The National Retail Foundation’s 2014 Return Fraud Survey reports that retailers will see an estimated $3.8 billion loss due to return fraud during this holiday season, which is higher than last year’s $3.4 billion. Given that retail revenues are getting higher year over year, it’s unsurprising that return fraud is also increasing.

Return fraud can be using then returning merchandise; a common example is when high-end clothing items get worn once for a special occasion then returned. This style of return fraud is called “wardrobing” and is popular amongst clothing and electronics. Falsifying receipts, using gift cards to make a purchase then returning for cash, or asking for a gift receipt for final sale items in order to return for store credit are all examples of return fraud that take up substantial time and money to resolve.

With eCommerce customers, shoppers might be even more daring in attempting returns. The feeling of online anonymity may often cause customers to look for more loopholes.
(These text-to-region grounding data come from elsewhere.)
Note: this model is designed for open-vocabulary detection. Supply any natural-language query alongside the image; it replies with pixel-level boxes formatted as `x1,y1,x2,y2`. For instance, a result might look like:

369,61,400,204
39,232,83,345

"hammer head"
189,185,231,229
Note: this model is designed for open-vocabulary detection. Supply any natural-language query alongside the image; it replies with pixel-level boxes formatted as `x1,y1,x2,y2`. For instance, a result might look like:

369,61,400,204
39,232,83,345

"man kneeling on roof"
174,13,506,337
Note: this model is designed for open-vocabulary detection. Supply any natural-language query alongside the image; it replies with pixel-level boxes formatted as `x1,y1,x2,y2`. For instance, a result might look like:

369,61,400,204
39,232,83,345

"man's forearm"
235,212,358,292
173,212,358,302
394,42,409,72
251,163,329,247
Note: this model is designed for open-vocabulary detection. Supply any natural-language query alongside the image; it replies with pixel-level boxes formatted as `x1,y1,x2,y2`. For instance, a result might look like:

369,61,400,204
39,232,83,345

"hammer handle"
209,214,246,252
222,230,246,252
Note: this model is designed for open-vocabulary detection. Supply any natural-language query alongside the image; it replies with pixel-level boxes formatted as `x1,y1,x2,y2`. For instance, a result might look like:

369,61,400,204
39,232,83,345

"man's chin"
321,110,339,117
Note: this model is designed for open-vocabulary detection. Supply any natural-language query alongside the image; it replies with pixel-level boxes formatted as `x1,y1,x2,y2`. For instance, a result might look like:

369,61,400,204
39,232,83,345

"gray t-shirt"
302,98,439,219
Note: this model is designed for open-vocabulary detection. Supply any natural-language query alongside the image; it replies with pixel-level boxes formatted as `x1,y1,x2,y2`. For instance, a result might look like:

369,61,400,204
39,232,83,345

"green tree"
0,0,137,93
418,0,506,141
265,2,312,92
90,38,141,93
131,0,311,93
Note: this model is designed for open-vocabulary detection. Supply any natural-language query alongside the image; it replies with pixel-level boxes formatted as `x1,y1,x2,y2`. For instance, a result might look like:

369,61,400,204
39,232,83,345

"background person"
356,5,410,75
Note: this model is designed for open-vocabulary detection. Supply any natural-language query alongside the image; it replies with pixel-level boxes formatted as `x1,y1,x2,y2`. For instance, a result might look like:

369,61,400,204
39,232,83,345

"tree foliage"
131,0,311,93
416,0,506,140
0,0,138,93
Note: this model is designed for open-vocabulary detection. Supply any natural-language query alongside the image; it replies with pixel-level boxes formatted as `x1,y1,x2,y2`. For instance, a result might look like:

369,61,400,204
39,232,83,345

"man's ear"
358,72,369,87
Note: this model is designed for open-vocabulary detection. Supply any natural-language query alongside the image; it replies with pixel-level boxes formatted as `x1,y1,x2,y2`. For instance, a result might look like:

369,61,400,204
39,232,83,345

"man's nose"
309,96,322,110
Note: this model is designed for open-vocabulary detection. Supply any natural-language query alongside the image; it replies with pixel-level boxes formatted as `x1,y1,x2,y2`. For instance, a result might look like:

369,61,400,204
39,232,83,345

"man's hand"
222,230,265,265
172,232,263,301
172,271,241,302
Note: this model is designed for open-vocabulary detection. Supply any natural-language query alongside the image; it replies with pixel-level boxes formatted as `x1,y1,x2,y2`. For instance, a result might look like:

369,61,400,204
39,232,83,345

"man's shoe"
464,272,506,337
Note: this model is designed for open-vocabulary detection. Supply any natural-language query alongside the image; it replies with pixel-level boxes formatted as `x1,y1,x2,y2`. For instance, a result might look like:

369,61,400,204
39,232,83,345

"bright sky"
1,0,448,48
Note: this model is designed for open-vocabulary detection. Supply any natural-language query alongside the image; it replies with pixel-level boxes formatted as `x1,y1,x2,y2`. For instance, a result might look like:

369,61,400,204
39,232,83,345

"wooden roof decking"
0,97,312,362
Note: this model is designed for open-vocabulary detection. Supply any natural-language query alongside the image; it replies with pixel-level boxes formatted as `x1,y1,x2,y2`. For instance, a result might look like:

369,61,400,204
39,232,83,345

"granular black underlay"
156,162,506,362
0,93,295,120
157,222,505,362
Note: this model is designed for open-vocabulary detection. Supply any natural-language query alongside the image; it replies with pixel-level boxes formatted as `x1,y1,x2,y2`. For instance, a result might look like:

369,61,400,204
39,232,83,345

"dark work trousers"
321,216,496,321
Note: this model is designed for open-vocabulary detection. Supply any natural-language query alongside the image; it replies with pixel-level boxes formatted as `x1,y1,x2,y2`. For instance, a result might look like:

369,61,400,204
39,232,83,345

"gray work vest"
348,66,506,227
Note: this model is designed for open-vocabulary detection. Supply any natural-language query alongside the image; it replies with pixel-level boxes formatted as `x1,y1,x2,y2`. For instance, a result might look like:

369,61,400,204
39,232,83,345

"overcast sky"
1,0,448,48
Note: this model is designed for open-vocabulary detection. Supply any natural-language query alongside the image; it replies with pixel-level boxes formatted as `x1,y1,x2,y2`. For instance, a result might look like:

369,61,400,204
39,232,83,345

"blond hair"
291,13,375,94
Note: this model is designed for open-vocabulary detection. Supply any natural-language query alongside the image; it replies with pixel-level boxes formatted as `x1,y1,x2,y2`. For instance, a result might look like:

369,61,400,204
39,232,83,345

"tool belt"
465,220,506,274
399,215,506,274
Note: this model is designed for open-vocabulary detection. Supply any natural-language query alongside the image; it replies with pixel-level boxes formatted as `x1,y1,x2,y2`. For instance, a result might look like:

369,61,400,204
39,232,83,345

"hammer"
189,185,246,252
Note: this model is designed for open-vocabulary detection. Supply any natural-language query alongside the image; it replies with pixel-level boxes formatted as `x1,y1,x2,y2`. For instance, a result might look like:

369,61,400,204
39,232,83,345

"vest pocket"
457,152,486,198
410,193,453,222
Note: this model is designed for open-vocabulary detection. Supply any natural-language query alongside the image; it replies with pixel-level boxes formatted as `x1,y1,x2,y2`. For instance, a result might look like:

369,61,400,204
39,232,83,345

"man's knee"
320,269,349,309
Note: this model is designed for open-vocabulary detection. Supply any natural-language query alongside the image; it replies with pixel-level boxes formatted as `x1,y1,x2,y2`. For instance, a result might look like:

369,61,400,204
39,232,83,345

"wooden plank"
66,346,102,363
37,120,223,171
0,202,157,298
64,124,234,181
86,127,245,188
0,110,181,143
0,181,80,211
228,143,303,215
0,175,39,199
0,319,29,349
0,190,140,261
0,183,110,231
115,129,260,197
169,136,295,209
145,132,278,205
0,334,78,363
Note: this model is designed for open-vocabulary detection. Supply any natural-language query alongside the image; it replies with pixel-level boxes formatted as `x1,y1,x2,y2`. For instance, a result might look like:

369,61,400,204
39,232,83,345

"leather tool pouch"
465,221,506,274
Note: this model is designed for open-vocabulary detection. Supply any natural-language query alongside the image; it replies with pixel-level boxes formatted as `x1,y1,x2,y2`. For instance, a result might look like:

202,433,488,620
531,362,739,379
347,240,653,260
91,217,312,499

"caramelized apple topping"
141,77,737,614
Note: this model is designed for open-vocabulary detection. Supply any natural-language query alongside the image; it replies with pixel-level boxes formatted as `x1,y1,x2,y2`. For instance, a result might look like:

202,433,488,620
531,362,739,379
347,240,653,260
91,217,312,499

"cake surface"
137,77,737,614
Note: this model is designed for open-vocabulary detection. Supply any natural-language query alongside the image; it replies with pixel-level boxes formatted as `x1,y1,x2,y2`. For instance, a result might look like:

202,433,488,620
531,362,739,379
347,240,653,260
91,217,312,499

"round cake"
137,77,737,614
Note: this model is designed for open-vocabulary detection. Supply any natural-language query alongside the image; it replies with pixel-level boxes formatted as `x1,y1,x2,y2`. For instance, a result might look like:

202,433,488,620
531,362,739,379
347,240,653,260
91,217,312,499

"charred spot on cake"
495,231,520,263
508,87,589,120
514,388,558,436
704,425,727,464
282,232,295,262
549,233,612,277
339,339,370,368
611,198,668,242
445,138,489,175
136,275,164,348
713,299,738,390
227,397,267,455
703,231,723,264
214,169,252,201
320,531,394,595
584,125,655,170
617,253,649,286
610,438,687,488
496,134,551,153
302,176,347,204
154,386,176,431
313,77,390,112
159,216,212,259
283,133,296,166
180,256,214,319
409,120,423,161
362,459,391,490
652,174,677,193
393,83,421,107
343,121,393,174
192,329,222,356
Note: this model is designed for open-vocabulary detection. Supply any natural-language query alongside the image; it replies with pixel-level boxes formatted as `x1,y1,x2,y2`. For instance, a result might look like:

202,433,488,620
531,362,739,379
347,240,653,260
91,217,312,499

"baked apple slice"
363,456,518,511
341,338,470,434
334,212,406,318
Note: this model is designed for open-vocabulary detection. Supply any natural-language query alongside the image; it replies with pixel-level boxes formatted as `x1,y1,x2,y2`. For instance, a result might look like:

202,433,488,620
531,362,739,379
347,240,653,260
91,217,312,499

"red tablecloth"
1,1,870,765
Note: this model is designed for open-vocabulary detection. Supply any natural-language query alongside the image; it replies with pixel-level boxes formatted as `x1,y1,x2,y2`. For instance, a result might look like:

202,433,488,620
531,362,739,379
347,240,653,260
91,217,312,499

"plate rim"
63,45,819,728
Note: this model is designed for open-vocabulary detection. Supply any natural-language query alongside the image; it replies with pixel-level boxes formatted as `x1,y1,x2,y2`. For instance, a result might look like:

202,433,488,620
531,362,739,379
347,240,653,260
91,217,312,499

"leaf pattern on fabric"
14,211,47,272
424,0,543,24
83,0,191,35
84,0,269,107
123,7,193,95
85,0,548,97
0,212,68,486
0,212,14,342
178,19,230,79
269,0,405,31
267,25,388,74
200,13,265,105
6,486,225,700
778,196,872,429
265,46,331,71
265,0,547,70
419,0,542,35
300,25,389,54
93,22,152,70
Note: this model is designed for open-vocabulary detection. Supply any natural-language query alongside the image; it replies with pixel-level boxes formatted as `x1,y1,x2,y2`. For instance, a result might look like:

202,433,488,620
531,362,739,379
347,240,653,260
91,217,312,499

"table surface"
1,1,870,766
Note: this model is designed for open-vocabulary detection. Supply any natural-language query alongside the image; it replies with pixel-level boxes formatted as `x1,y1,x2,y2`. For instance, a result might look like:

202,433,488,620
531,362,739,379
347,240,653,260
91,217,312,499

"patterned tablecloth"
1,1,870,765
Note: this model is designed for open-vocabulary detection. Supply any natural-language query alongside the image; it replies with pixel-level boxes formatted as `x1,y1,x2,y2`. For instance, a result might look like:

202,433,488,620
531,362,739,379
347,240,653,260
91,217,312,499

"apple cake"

In such a cutthroat industry, fighting return fraud while retaining customer loyalty and trust can be a challenge. How do you walk the fine line in preventing return fraud without alienating customers?

1. Analyze customer purchase history

Look for customers who have high history of purchases and returns throughout the year and after peak holidays. Some retailers are blacklisting these customers from being able to make returns, while others accept the risk believing that alienating any customer is bad for business. REI, Nordstrom, and L.L. Bean famously have generous return policies, but this might not make the most financial sense for other retailers. Use customer data to identify chronic returners from indecisive buyers; limit incentives or high percentage-off coupons to discourage return fraud.

2. Get smart with return policies

Create return policies that deter return fraud. Ask the customer to provide the item identification number and order number. Asking the customer to provide more information about their return or about the quality of your product or service can also make a difference in preventing return fraud. Instill policies such as store credit for some items, no free shipping for items that customers just didn’t want, or a restocking fee for certain items. However, make sure to keep the return process as painless as possible for legitimate reasons, like for damaged products.

Amazon-Step-2

Amazon does a great job ensuring easy returns within acceptable parameters.

3. Win back and re-engage

As mentioned before, many retailers are reluctant to instill tougher return policies even as margins get thinner and competition gets tougher. However, returns can be a great time to engage and retain customers. After a return has been made, send a win-back email. It can be anything from suggesting other similar items or a special offer. This is a great way to win back a customer.

With a collective $3.8 billion on the line, it’s easy to panic about the potential risks. But there’s no need to sacrifice good customer experience in order to combat return fraud. In fact, developing smarter return policies can help retain better customers and create a better experience for everyone throughout the holidays.